Tag: Swiss

  • bicycle fascist

    I was overtaken on the bike path today by a puzzlingly hostile man. He seemed to have a store of labels and insults saved up and was eager to put them to use. The sun had finally come out. I had ridden clear across town to collect my Ghanaian visa. I was thinking as I rode: honestly there’s nothing like crossing the first bridge to open between East and West Germany in 1989 in a sudden sharp hailstorm to make you want to leave the country for a while.

    Later on all the errands and grocery shopping were finally done and as I was cycling home – the clouds broke apart and a glorious sunshine lit the local world. I slowed down and looked about me, enjoying the pretty sky. Indescribable light at this time of year, sometimes. A pinging from behind warned of another, faster cyclist. I veered wobbling to the left, defaulting by accident to my Australian road rules, and the other rider pinged his bell furiously, with small intermissions, four or five times over. He called out to me. “Can you pull over to the right to let a person pass?”

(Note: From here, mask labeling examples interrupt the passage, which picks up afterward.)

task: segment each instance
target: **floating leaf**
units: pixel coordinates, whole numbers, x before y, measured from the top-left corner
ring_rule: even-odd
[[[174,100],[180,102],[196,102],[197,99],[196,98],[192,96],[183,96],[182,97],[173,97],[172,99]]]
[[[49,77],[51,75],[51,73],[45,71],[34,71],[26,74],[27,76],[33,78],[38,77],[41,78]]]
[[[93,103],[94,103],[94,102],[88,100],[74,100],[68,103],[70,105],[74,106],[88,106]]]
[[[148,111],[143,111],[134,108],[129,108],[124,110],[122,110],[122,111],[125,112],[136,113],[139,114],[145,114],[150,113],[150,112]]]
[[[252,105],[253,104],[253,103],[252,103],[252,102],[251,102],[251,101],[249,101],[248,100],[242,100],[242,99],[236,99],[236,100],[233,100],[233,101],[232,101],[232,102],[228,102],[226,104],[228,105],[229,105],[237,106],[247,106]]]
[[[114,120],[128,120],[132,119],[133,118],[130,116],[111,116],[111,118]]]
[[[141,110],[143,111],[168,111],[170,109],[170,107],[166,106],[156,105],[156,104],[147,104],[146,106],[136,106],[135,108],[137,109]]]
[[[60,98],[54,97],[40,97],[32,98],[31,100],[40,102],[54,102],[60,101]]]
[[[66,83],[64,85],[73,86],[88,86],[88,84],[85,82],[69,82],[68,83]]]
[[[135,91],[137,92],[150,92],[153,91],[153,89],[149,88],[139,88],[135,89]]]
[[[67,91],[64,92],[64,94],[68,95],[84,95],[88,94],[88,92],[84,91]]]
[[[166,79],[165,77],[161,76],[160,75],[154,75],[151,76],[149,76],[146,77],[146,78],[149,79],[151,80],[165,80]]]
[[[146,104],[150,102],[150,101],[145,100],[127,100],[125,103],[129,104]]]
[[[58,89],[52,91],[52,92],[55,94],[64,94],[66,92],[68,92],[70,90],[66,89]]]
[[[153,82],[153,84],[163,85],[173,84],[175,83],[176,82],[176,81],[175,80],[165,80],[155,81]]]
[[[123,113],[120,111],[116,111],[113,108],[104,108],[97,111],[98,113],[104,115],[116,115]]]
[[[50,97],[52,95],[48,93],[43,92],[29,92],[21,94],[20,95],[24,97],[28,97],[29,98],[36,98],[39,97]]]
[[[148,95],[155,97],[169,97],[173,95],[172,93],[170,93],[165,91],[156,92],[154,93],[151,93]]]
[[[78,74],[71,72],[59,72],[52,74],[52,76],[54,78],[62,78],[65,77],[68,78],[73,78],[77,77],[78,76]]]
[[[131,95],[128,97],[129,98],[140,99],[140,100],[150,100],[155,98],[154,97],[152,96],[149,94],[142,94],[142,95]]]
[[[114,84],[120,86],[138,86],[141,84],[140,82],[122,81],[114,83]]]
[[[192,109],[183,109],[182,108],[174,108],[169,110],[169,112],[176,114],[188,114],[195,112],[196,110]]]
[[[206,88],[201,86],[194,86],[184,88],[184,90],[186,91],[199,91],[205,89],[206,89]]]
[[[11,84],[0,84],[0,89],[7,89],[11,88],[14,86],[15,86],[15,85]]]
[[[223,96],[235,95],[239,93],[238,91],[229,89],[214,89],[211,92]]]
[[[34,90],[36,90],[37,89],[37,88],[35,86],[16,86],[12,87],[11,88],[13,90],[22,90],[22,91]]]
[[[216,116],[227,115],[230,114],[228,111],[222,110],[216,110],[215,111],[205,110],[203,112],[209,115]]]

    “I have pulled over to the left,” I said, “to let you past.”

    He pinged his bell again though he already had my attention. “Are you deaf?”

    I said, “What? Are you German?”

    “No,” he said, primly, as he passed me. “I am a Swiss. Keep your German fascism to yourself!”

    Fuck you, I said, reverting to English, and then the tail of my skirt jammed in the spokes and I shuddered to a stop. As I disentangled myself and set off home I was thinking how quickly we had skipped through the steps to the full apparatus: accusations of physical handicap, warning sirens, curt instructions, national identity and then – within a mere moment, it seemed – we were already arrived at the most unimaginative form of terrorism there is: Fascism.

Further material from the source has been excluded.